BRASÍLIA, DF (FOLHAPRESS) – O governo de Donald Trump admite em documento judicial desta segunda-feira (31) que cometeu um “erro administrativo” ao deportar um salvadorenho para El Salvador, mas que os tribunais americanos não têm o que fazer para trazê-lo de volta, uma vez que o homem não está sob jurisdição dos Estados Unidos.
A admissão de erro é a primeira desde o início do governo Trump e de sua política agressiva contra imigrantes, que inclui deportações aceleradas e sem ordens judiciais de remoção, feitas com base em lei de guerra de 1798.
O homem deportado, Kilmar Abrego Garcia, foi um dos enviados à temida prisão Cecot (Centro de Confinamento do Terrorismo), em El Salvador, em voos de deportação realizados em março e bloqueados pela Justiça americana, que agora analisa se o governo republicano pode fundamentas as remoções nessa lei do século 18 e se desrespeitou o bloqueio dos voos.
Garcia não tem contato com a família desde que foi sequestrado por agentes do ICE, o serviço de migração e alfândega dos EUA. A defesa do governo reconhece o erro da agência: “No dia 15 de março, embora o ICE estivesse ciente de que ele tinha proteção contra deportação para El Salvador, Abrego Garcia foi removido para El Salvador devido a um erro administrativo”, afirmam os advogados no texto.
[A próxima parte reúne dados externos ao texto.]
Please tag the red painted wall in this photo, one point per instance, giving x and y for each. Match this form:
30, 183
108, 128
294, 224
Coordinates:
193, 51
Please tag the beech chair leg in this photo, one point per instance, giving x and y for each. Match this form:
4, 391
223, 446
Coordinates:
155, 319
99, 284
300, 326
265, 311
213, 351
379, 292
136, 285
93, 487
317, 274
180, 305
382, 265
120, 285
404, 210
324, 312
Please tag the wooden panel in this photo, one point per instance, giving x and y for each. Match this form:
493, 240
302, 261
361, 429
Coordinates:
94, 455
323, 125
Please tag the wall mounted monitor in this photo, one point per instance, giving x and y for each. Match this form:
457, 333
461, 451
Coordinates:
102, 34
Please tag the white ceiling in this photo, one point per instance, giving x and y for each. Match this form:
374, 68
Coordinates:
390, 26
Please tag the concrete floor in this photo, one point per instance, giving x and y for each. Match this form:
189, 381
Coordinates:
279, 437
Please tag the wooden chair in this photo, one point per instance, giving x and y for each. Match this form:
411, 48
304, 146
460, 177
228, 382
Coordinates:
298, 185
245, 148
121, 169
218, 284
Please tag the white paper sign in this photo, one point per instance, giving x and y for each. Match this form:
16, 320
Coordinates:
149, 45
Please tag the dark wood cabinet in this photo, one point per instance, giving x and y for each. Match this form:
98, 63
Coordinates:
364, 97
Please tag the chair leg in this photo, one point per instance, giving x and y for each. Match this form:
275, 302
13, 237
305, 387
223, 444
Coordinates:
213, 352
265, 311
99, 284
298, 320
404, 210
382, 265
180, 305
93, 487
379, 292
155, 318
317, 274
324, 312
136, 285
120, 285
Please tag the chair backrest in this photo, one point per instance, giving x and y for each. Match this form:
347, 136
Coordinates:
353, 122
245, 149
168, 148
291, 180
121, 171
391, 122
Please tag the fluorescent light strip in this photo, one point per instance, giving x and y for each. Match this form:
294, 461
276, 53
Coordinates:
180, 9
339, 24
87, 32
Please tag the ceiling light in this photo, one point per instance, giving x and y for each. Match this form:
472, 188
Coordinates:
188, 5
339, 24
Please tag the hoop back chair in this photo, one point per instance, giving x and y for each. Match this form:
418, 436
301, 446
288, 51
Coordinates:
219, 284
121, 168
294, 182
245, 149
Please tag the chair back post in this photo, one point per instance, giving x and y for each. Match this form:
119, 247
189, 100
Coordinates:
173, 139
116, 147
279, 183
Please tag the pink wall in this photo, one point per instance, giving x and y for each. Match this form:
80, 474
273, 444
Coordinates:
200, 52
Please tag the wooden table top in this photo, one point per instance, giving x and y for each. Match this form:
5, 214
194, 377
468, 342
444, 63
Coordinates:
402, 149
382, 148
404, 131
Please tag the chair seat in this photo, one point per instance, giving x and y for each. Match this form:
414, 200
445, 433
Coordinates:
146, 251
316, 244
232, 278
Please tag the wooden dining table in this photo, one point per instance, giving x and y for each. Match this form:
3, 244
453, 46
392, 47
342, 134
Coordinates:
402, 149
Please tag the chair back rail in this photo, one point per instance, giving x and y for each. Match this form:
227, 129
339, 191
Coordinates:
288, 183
Entre vários argumentos, o governo afirma porém que a Justiça americana não possui jurisdição para ordenar o retorno de Garcia agora que ele está sob custódia de El Salvador.
A gestão diz ainda que “o grande interesse na primazia do presidente em assuntos externos supera os interesses” dos autores da ação.
“Embora se reconheçam as dificuldades financeiras e emocionais para a família de Abrego Garcia, o interesse público em não retornar um membro de uma gangue criminosa violenta aos Estados Unidos supera esses interesses individuais”, diz o texto -a família de Garcia rejeita acusações de que o homem era membro de gangue.
“Eles [os advogados do governo] afirmam que o tribunal não tem poder para ordenar a soltura. Se isso fosse verdade, as leis de imigração perdem todo sentido, todas elas, porque o governo pode deportar quem ele quiser, onde e quando quiser, e nenhum tribunal pode fazer qualquer coisa uma vez que a deportação ocorra”, disse à revista de The Atlantic o advogado de Garcia, Simon Sandoval-Moshenberg.
Garcia chegou aos EUA aos 16 anos, em 2011, fugindo justamente da ameaça de gangues em seu país. Em 2019, recebeu proteção legal sobre remoção de um juiz de imigração americano, que concluiu que Garcia seria alvo de gangues em El Salvador caso fosse deportado, segundo documentos judiciais.
De acordo com seu advogado, Garcia é casado com uma cidadã americana e tem uma criança de 5 anos com deficiência, que também é cidadã americana. Ele não possui antecedentes criminais nos EUA, ainda segundo sua defesa -a gestão republicana também não afirma que ele possui antecedentes criminais.
Seu advogado diz que o governo Trump acusa falsamente seu cliente de ser membro de gangue provavelmente com base em um incidente de 2019. Na ocasião, Garcia foi detido com mais três homens no estacionamento de um mercado em Maryland; um deles teria acusado Garcia de integrar gangue, mas não ofereceu provas, e a polícia também não o identificou como tal.
Em seguida à detenção, Garcia foi entregue ao ICE. O governo, então, ainda sob Joe Biden, afirmou que o homem era membro da gangue com base em um informante. A família de Garcia entrou com processo para evitar a deportação e recebeu a proteção legal que existia até ele ser removido neste mês de março.
O governo americano chamou Garcia de um “perigo para a comunidade” e membro ativo da MS-13, gangue de origem salvadorenha nascida nos anos 1980 em Los Angeles -que Trump declarou como organização terrorista junto de outras gangues, como a venezuelana Tren de Arágua e cartéis narcotraficantes do México.